Study Design at a Glance
The cross-sectional investigation enrolled 44 older adults at memory centers in Nice, France, as part of the Marco-Sens multicentric project. Participants were categorized as OA (healthy), SCI (subjective cognitive impairment), or MCI, with 17 in the MCI group, 17 in SCI, and 10 OA. All underwent neuropsychological testing (MMSE, FCSRT, Digit Span, verbal fluency, Trail Making) and MRI/blood tests. A 5-task MCDT battery included two upper-limb tapping tasks (forefinger tapping FTAP and THFF), two lower-limb tapping tasks (toe tapping TTHP and heel tapping HTTP), and the gold-standard GAIT walking task. Each task was performed under single-task and three dual-task conditions with escalating cognitive load (counting backwards by 1, 3, or 7).

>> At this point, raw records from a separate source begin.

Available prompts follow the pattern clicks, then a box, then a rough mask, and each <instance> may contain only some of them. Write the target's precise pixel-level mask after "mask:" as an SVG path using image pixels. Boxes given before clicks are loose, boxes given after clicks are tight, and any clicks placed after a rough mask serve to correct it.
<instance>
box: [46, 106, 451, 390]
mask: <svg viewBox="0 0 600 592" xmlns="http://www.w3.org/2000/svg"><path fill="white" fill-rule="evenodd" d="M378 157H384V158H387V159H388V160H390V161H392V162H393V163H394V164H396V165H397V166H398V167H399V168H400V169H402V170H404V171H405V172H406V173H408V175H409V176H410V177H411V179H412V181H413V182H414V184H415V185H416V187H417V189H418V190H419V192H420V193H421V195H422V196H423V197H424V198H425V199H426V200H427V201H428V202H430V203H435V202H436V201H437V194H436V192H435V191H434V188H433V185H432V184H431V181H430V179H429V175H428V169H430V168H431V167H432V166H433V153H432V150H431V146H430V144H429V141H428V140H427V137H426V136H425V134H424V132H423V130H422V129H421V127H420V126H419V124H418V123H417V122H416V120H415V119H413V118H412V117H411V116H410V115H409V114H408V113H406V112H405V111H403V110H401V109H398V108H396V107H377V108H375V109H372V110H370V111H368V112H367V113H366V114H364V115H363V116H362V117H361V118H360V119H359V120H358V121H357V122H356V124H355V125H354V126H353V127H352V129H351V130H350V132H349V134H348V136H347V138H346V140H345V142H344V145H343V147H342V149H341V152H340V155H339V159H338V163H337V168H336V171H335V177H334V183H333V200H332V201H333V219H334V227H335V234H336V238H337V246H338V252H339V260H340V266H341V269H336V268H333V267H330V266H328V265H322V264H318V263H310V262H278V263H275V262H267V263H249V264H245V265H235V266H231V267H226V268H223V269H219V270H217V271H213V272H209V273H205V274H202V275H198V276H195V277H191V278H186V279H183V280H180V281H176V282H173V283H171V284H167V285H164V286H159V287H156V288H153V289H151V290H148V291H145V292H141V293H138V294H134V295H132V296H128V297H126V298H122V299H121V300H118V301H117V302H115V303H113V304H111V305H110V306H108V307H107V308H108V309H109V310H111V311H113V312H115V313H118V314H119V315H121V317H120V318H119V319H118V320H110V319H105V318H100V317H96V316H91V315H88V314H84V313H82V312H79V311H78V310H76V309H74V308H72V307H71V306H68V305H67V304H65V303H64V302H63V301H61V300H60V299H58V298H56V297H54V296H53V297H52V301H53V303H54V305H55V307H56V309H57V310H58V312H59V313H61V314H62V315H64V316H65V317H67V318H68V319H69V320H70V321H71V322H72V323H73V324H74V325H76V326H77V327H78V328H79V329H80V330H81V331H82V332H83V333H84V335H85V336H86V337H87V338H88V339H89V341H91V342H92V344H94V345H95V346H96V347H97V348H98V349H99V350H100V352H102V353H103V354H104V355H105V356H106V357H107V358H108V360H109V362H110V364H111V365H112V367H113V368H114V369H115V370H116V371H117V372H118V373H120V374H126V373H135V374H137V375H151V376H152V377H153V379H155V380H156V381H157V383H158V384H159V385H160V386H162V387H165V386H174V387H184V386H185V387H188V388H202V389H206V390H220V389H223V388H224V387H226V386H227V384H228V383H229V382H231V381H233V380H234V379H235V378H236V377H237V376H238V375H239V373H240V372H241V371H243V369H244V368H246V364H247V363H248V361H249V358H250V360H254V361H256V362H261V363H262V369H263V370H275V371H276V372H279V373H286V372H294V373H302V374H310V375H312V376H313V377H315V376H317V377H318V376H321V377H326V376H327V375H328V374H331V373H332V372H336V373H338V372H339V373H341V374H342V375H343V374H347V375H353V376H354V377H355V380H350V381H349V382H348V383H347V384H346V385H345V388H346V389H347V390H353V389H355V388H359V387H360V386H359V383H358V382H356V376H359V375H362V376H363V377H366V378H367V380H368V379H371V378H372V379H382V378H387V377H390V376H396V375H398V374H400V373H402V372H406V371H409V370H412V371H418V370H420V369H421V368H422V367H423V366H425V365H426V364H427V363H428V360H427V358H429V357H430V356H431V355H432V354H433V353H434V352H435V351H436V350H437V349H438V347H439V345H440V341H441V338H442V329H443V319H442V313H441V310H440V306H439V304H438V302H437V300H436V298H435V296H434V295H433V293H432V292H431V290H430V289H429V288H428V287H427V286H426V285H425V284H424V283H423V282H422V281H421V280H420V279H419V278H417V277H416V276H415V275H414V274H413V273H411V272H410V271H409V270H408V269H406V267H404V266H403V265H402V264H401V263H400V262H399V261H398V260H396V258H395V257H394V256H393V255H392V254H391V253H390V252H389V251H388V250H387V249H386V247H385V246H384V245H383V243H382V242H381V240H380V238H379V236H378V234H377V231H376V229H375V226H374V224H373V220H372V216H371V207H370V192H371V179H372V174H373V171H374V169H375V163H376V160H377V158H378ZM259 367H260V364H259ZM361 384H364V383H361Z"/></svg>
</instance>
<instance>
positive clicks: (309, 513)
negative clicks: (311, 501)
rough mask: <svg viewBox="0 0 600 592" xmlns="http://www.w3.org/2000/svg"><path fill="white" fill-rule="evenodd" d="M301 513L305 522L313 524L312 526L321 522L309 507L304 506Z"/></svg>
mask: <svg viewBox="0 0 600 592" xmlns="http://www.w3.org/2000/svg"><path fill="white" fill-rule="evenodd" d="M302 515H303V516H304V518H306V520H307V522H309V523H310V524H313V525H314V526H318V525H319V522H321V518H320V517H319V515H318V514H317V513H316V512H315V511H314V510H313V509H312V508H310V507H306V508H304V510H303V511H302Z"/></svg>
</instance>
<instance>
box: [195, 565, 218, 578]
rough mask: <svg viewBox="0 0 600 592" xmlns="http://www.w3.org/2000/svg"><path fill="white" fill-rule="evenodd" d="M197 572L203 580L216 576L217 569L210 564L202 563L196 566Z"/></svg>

Sensor System and Data Pipeline
The study used a low-cost MEMS-based wearable system with four IMUs (two on the hands, two on the feet). The devices collected data at 100 Hz and transmitted wirelessly for offline analysis. Signal processing involved Butterworth filtering, event detection for each task, and feature extraction across 45 motor parameters per cognitive load level, plus 13 GAIT parameters. A key innovation was the weighted DTC (dual-task cost) that accounts for cognitive performance by incorporating the number of correct responses, yielding a measure that reflects both motor impairment and cognitive engagement.
From Features to Diagnosis: Pooled Indices and Models
To handle the small sample, researchers reduced dimensionality by creating five pooled DTC indices per exercise and then inputting these into logistic regression models. Age and frontal executive function (FAB) were included to adjust for confounding factors. The models compared two-group (OA vs MCI) and three-group (OA vs SCI vs MCI) classifications using upper and lower limb MCDTs, including GAIT as a benchmark.
Key Findings and Clinical Implications
Two striking outcomes emerged:
- Lower-limb MCDTs (LLMF) generally outperformed GAIT in distinguishing MCI from OA and SCI in the two-class problem. Notably, the heel tapping (HTTP) and toe tapping (TTHP) tasks achieved the highest accuracy and even surpassed GAIT in some models.
- Upper-limb MCDTs (ULMF) showed that increasing motor complexity (e.g., THFF vs FTAP) enhanced discrimination between MCI and OA, but did not consistently outperform GAIT in multiclass (OA, SCI, MCI) analyses. The finger-based tasks were more sensitive for certain distinctions, whereas hand movements could sometimes misclassify SCI.
Overall, a sensorized MCDT framework that blends diverse motor tasks with cognitive loading presents a promising, noninvasive, and cost-effective approach to early dementia screening. The 3-class problem (OA, SCI, MCI) remains challenging, signaling the need for larger samples and possibly more nuanced motor tasks to capture the SCI-to-MCI transition with higher fidelity.
Limitations and Future Directions
The authors note several limitations, including modest sample size and group imbalances. They advocate for larger longitudinal studies to validate the predictive power of MCDT pooled indices, explore additional motor loads, and stratify MCI by subtypes. Expanding to home-based monitoring could support a continuum of care from hospital to living room, enabling timely interventions and monitoring of therapeutic effects.
Conclusion: Toward Practical, Home-Integrable Diagnostics
This study supports a sensorized MCDT framework as a feasible, scalable addition to dementia care. By integrating upper- and lower-limb tasks with cognitive challenges, and by leveraging weighted dual-task costs, clinicians may detect subtle cognitive decline earlier and more reliably. The approach aligns with a broader movement toward digital, noninvasive biomarkers that can be deployed across clinical and home settings, ultimately contributing to earlier intervention and improved patient trajectories.